Explanation of the analysis:
Consider all resolved, binary markets (binary just because I'm being lazy about handling free response markets). Now consider the market probability after the first unique trader, the second trader, and so on. When considering the n-th trader scenario, we exclude any markets with fewer than n traders entirely.
Manifold is, overall, well-calibrated, and it is probably the case that adding more unique traders increases accuracy.
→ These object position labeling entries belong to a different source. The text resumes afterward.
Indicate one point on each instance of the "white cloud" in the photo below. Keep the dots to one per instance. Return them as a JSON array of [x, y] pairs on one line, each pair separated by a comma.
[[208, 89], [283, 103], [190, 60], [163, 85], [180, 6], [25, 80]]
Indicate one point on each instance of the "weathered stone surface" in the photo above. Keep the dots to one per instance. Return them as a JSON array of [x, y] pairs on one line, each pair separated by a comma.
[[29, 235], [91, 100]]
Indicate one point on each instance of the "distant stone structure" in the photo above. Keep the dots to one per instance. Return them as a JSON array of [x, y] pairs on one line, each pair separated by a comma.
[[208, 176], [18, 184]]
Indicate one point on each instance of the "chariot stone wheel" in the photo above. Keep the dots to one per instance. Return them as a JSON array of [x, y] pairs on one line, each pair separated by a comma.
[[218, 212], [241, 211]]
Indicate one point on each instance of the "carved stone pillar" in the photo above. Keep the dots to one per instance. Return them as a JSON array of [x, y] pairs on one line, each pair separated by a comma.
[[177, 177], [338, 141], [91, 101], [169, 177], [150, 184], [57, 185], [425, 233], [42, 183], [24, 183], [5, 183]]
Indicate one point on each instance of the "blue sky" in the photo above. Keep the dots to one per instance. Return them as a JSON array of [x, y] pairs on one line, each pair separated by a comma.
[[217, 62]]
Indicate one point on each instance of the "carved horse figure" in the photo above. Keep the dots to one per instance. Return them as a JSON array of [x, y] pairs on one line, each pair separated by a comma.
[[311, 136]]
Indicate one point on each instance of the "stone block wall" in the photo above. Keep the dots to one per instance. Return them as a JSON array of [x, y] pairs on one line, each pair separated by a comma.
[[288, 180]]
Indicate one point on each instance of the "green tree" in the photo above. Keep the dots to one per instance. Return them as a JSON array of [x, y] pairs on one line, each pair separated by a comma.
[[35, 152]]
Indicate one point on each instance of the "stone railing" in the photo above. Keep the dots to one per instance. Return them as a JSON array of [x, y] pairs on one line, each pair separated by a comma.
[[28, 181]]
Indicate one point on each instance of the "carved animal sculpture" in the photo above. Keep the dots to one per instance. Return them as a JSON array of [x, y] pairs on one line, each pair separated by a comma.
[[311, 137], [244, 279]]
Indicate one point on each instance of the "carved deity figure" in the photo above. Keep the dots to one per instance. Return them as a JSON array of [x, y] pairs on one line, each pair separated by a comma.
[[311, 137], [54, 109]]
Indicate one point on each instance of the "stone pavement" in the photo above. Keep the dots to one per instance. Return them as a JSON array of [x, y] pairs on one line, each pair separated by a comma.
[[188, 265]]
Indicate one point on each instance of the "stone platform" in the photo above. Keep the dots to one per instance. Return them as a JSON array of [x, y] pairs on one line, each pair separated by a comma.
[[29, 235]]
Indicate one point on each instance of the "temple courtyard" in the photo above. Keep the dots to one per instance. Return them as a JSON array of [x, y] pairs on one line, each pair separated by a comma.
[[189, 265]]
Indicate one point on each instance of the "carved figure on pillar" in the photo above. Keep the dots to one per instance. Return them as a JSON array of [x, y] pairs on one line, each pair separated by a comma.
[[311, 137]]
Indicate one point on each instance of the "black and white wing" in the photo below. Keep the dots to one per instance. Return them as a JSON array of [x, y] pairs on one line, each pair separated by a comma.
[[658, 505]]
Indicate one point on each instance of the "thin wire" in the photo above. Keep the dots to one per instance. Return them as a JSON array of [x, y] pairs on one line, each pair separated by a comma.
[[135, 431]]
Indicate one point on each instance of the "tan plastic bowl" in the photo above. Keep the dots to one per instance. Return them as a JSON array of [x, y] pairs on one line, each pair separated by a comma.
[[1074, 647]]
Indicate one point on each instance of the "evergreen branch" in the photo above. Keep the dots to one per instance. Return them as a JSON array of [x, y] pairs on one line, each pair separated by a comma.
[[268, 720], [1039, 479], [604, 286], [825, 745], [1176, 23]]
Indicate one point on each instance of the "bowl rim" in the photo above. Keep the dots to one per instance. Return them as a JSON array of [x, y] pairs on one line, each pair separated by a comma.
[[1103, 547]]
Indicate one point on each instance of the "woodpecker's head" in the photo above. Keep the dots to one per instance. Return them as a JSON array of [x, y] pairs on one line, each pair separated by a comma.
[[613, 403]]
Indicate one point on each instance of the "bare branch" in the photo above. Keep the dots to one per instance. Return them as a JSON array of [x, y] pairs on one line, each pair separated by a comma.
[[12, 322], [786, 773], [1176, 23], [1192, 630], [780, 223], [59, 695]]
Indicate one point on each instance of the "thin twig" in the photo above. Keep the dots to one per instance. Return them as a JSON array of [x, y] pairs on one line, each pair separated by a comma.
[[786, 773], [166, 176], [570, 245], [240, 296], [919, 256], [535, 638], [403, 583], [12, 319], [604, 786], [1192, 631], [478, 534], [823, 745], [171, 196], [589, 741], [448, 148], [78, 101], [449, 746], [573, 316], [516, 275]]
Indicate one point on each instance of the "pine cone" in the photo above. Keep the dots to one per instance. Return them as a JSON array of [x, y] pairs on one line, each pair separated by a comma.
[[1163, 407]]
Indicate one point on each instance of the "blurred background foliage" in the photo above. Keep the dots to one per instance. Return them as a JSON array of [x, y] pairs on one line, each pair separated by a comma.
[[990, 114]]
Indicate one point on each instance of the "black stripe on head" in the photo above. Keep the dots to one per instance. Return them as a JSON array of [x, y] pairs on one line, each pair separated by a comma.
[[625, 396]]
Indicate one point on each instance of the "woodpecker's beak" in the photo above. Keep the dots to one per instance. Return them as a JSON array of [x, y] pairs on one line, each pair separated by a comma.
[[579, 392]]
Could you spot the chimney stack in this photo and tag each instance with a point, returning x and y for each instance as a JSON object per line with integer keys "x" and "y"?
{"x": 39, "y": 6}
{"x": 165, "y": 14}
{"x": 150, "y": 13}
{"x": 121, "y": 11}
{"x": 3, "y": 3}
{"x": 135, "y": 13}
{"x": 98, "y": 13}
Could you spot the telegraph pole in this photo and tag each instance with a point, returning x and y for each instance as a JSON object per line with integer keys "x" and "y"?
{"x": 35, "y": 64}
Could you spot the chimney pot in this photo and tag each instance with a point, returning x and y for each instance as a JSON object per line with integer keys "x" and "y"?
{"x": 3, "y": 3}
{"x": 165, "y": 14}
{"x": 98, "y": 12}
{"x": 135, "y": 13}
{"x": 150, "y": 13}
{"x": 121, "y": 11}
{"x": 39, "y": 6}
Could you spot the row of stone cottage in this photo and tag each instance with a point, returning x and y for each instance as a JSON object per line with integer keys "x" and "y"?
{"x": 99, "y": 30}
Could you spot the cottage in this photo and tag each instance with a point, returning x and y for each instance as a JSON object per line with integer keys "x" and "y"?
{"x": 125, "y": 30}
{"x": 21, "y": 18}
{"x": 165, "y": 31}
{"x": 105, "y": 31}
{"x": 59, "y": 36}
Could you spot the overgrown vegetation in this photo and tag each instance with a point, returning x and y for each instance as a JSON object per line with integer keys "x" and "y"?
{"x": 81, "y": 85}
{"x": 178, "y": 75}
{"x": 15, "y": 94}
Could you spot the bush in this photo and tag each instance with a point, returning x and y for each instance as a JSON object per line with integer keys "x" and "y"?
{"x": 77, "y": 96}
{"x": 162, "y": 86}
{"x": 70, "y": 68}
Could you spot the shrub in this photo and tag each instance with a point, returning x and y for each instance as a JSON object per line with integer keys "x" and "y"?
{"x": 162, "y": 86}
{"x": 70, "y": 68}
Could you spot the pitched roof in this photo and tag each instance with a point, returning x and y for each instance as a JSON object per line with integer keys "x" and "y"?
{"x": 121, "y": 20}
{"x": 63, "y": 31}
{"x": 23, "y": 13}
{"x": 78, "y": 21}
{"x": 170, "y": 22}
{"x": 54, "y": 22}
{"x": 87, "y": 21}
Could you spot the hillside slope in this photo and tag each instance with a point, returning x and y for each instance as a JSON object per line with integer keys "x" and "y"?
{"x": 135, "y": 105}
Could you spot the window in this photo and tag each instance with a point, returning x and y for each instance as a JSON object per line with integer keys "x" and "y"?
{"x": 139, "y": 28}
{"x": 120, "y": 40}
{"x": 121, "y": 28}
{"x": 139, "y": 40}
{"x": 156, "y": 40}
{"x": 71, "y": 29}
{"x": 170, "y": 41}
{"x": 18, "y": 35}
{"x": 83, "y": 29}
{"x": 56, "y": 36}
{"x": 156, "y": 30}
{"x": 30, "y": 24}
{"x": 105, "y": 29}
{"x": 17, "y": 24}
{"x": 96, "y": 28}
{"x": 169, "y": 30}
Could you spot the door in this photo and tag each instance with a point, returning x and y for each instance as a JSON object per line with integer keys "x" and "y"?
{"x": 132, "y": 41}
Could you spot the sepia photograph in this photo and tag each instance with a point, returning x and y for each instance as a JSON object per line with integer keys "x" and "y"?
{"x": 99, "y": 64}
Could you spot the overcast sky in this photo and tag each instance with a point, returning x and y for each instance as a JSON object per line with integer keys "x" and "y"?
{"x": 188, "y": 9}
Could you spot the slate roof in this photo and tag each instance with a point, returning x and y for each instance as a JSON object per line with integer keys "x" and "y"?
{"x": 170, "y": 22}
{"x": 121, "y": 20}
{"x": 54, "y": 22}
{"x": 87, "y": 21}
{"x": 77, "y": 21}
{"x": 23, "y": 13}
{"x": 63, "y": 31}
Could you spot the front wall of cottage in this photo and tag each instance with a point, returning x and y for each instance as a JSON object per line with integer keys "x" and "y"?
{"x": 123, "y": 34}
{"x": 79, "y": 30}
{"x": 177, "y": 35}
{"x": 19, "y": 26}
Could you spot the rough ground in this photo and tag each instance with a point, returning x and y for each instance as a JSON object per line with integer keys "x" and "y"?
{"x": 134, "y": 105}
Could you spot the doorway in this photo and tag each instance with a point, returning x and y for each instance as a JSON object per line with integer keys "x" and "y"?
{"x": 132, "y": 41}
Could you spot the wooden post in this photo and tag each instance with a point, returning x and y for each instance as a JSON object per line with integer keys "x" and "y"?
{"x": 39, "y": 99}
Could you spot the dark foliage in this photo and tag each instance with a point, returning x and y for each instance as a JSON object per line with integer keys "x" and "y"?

So: going through the procedure above, what's the smallest value of n where Manifold will be well-calibrated?
For the purposes of this market, "well-calibrated" means that when I bucket predictions around 2.5%, 10%, 20%, ..., 90%, 97.%, at least 7 of the 11 buckets will be within 5 percentage points of perfect calibration.
If you would like to see how everything is calculated my code is/will be here: https://github.com/vluzko/manifoldpy
If anyone would like to check the code it is here: https://github.com/vluzko/manifoldpy/blob/main/scripts/num_trader_calibration.py
They're not well-calibrated at start: older markets could start with non 50/50 probabilities, and this is still available through the API.
Honestly I just don't really care about Brier score. Proper scoring rules are nice but they don't really give you any insight into how to update given a predictor's output.
@vluzko Point taken, the answer is not 0. But I expect it to be very small (possibly even 1). Calibration is necessary for a good market but not sufficient.